Almeno nelle intenzioni, anche commerciali, questo film del giovane Luigi Zampa vorrebbe raccontare una storia di amanti divisi dal confine e dalle ideologie, ma è presto chiaro che questa vicenda viene messa da parte dagli avvenimenti che vedono protagonisti i bambini del paese. Il loro dramma, e secondariamente quello degli amanti, viene presentato come paradigma della sofferenza di un'intera popolazione, che in quegli anni subì sventure assortite: dall'occupazione tedesca con l'unico campo di concentramento in Italia, alla successiva tragedia delle foibe ad opera dell'esercito di Tito, e quindi con quel confine tracciato da personaggi a cui poco importava di quel paesino tagliato esattamente a metà.
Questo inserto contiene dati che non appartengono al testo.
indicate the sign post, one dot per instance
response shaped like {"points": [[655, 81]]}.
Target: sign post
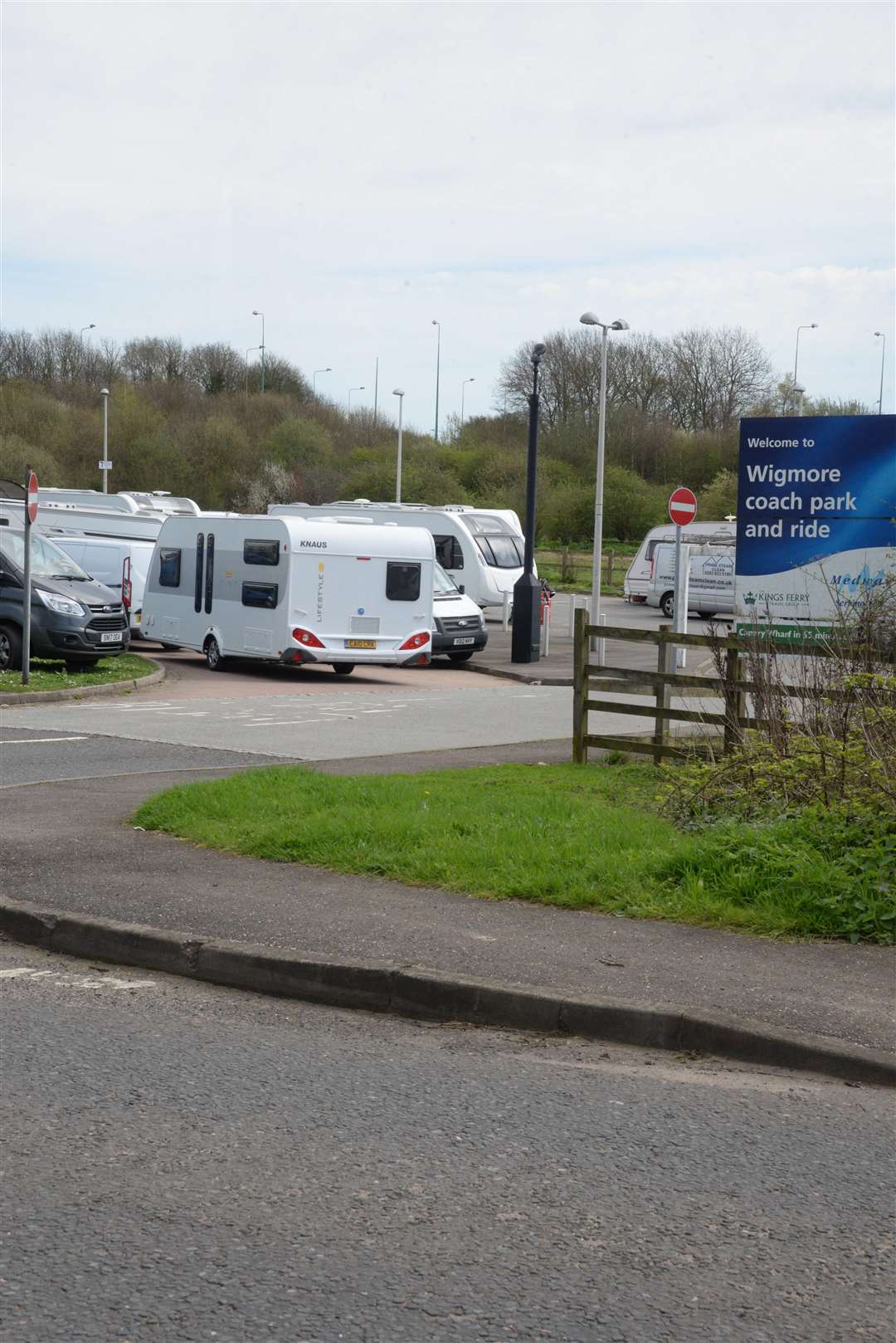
{"points": [[32, 517], [683, 510]]}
In generale, la pellicola (sceneggiata dal cattolico Piero Tellini) spezza una lancia a favore della convivenza pacifica di due popoli fratelli, che le ideologie hanno diviso. I comunisti vengono presentati in modo negativo, ma pure i nostalgici fascisti. In particolare, si punta il dito sui seminatori di discordia di entrambi i fronti, che tentarono di spargere odio tra coloro che rimasero in Jugoslavia e gli altri in Italia. Il confine stesso, con la sua sola presenza, sembra aizzare le popolazioni l'una contro l'altra.
Complessivamente è un film discreto, a tratti un po' semplicistico, ma pure sentito e convinto di quello che vuole dire. Si possono perdonare certe ingenuità, come i bambini del Carso che portano nomi meridionali (Pasqualino, Gaspare, ecc.); va anche detto che Zampa non è un regista adatto ai drammi o al neorealismo, e la sua carriera successiva lo avrebbe confermato.
Enzo Stajola, ex-ladro di biciclette, presto ruba la scena ai due amanti e finisce per diventare il protagonista. Raf Vallone, col suo sguardo torbido e il volto legnoso, è bravo, ma il suo personaggio è relegato allo sfondo.
In complesso è da vedere, anche come testimonianza storica.